Esistono due gruppi di metodi capziosi per stimare l’evasione ed il sommerso: il primo gruppo è costituito da coloro che la rapportano al PIL, il secondo gruppo invece da quelli che producono stime sul gettito ipotizzando che tutti gli attori economici si comportino come soggetti passivi di imposta nel rispetto dei modi e delle intenzioni del legislatore. Se rapportare l’evasione al PIL è per certi aspetti prossimo alla tautologia, dato che spesso gli uffici di statistica nel determinare il PIL nominale includono una stima aprioristica del sommerso , definire invece l’evasione sulla base di quanto il legislatore pianifica equivale a determinare il mio tasso di onanismo sulla base del numero di donne con cui vorrei, ma non riesco, a congiungermi carnalmente. Sotto un profilo più strettamente economico: molte transazioni, se impostate secondo i dettami legislativi, semplicemente non avverrebbero per vari motivi, sia di costo, sia di tempo, sia di regolamentazione. Non è l’economia italiana ad essere "sommersa". È lo Stato italiano ad essere arrogante e velleitario, a pretendere assai più di quanto può escutere.
Veniamo alla struttura dell’imposizione fiscale in Italia: chi non ha mai sentito discorsi del tipo "le tasse le pagano solo i lavoratori e i pensionati" scagli la prima pietra. Ora, in primo luogo i pensionati non pagano tasse sul reddito : sono i beneficiari netti di trasferimenti di ricchezza e i prelievi IRPEF non sono altro che partite di giro tra INPS e Ministero delle Finanze che in assenza di prelievo fiscale sui ceti produttivi non potrebbe nemmeno aver luogo. Lo stesso dicasi per il pubblico impiego. Nel pubblico impiego il dipendente ha un accredito pari ad una cifra X che corrisponde esattamente all’esborso di cassa da parte dell’erario . È solo nel settore privato che l’esborso del datore è pari ad un flusso di cassa Y superiore allo stipendio x ricevuto dal lavoratore. Sociologicamente parlando chi subisce un sostituto di imposta è un sottomesso, non paga di propria sponte, non ha alcuna presunta superiorità etica a rispetto a chi cerca di non patire tale imposizione. I dipendenti nel momento in cui diventano consumatori e fruitori di servizi se ne fregano delle fatture se queste non hanno alcuna utilità per loro (ex. riduzioni fiscali, prova di avvenuto pagamento, etc.); ceteris paribus, sono lieti di pagare meno il dentista, l’idraulico, l’elettricista o il conto al ristorante. Soltanto un idiota è felice di pagare la benzina alla pompa quasi il triplo del suo costo industriale. Qualunque essere umano normodotato che per volontà o necessità debba utilizzare un’autovettura no.

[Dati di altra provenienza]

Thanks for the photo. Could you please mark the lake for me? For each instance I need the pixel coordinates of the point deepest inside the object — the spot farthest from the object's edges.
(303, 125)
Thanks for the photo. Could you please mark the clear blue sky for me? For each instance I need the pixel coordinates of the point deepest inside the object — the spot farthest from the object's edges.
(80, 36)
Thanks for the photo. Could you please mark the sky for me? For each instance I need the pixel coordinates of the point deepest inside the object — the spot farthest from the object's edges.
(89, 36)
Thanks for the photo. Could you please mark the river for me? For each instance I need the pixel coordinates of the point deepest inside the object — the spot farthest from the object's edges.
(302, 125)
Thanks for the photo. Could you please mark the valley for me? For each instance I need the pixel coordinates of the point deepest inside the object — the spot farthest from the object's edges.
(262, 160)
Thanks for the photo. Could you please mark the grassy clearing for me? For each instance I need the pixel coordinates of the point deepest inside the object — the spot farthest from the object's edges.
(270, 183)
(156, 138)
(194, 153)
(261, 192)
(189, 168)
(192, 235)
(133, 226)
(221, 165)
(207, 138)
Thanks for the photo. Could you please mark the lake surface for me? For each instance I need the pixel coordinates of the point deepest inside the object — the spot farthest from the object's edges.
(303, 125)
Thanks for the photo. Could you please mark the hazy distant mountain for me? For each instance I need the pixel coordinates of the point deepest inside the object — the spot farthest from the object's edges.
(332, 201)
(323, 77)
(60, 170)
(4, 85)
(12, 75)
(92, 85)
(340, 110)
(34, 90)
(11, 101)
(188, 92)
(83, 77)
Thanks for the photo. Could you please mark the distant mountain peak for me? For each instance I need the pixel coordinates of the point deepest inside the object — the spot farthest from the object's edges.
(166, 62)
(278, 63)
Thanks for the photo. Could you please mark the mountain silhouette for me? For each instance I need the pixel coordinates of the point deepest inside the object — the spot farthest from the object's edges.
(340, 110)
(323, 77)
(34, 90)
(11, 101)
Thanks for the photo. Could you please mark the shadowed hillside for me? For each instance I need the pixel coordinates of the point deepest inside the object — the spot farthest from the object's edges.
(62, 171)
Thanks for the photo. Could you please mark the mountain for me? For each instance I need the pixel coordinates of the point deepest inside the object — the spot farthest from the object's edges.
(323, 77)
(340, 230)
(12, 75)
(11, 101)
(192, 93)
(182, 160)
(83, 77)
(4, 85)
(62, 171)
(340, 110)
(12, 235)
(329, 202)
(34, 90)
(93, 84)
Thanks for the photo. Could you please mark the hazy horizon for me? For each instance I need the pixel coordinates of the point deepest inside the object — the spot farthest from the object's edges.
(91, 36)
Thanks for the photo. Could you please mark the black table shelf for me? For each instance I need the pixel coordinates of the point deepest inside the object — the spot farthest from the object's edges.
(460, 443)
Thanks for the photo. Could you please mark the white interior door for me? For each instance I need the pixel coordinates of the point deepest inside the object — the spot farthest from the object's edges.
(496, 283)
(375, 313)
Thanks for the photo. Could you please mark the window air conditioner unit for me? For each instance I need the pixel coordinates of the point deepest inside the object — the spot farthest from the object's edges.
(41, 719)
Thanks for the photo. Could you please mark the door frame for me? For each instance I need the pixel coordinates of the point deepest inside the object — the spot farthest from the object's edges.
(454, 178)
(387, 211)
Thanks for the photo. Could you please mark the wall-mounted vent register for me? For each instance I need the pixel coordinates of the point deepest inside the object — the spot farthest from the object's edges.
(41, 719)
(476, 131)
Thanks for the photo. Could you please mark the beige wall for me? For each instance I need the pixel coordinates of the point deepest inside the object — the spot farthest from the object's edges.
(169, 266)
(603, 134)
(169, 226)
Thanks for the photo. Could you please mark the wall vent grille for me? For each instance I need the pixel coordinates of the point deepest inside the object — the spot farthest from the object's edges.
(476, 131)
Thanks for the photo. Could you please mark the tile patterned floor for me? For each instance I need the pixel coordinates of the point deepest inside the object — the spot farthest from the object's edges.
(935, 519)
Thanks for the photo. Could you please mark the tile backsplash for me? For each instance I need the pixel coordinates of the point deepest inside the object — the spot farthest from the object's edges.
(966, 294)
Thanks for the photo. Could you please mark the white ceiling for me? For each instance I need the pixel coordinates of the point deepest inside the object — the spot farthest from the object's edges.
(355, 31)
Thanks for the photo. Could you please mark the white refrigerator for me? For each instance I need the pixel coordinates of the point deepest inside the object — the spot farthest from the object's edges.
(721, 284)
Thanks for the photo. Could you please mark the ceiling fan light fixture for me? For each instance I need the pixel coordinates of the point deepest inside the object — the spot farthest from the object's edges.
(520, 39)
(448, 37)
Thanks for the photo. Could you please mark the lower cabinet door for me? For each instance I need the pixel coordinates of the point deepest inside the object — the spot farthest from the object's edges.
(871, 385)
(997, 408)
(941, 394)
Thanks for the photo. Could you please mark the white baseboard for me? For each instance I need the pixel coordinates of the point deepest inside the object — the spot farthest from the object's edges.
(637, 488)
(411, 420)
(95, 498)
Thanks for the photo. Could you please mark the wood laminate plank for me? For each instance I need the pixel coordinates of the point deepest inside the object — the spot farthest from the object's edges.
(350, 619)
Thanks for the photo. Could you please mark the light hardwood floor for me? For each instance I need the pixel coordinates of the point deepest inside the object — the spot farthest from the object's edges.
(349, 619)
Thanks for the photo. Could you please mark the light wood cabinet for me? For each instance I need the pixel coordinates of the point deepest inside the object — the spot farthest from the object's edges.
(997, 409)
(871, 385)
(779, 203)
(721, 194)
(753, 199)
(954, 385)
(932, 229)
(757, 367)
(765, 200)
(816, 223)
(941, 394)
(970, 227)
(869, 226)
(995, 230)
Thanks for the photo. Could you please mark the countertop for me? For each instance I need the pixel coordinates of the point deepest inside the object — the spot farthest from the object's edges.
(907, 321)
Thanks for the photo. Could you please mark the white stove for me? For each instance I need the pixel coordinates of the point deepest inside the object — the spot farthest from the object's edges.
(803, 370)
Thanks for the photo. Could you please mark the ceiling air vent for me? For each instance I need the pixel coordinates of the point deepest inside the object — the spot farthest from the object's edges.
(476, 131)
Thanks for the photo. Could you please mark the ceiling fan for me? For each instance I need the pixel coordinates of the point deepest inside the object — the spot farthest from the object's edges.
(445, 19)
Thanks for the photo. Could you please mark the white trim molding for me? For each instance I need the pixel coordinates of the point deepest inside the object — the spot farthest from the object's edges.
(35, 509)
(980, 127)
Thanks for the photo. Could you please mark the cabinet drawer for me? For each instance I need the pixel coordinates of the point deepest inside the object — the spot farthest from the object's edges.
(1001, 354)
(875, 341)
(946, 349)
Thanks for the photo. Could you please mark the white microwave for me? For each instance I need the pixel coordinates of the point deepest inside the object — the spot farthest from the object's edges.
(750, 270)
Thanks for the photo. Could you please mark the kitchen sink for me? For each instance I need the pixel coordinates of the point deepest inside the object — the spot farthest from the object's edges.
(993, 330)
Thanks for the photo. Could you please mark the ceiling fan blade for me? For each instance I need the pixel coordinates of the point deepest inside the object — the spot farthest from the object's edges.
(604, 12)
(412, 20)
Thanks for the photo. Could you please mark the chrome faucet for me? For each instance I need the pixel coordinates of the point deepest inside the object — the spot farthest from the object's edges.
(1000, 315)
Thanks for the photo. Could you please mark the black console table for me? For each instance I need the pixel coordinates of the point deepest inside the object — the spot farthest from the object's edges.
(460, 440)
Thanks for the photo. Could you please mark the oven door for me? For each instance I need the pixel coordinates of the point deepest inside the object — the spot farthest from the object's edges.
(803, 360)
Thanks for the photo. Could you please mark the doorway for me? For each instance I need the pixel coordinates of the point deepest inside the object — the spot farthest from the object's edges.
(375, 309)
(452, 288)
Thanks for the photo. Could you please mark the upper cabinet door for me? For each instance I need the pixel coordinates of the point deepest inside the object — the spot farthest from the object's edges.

Premesso questo, sintetizzo brevemente i motivi per cui in Italia l’evasione fiscale può ritenersi confinata nei limiti del fisiologico, dove per fisiologico si deve ritenere il livello entro il quale i costi dell’enforcement delle leggi tributarie sono inferiori ai benefici per lo stato ed il ceto politico.
1) Qualsiasi persona impiegata, percettore di redditi anche marginali, è soggetto a significativi prelievi di natura fiscale e contributiva; anche nel caso di un manovale generico, di un commesso piuttosto che di un magazzinIere tali prelievi difficilmente scendono sotto il 25-30% del costo del lavoro ; ciò non accade o accade assai raramente in paesi similari al nostro, dove le fasce di esenzione sono più ampie e le aliquote inferiori.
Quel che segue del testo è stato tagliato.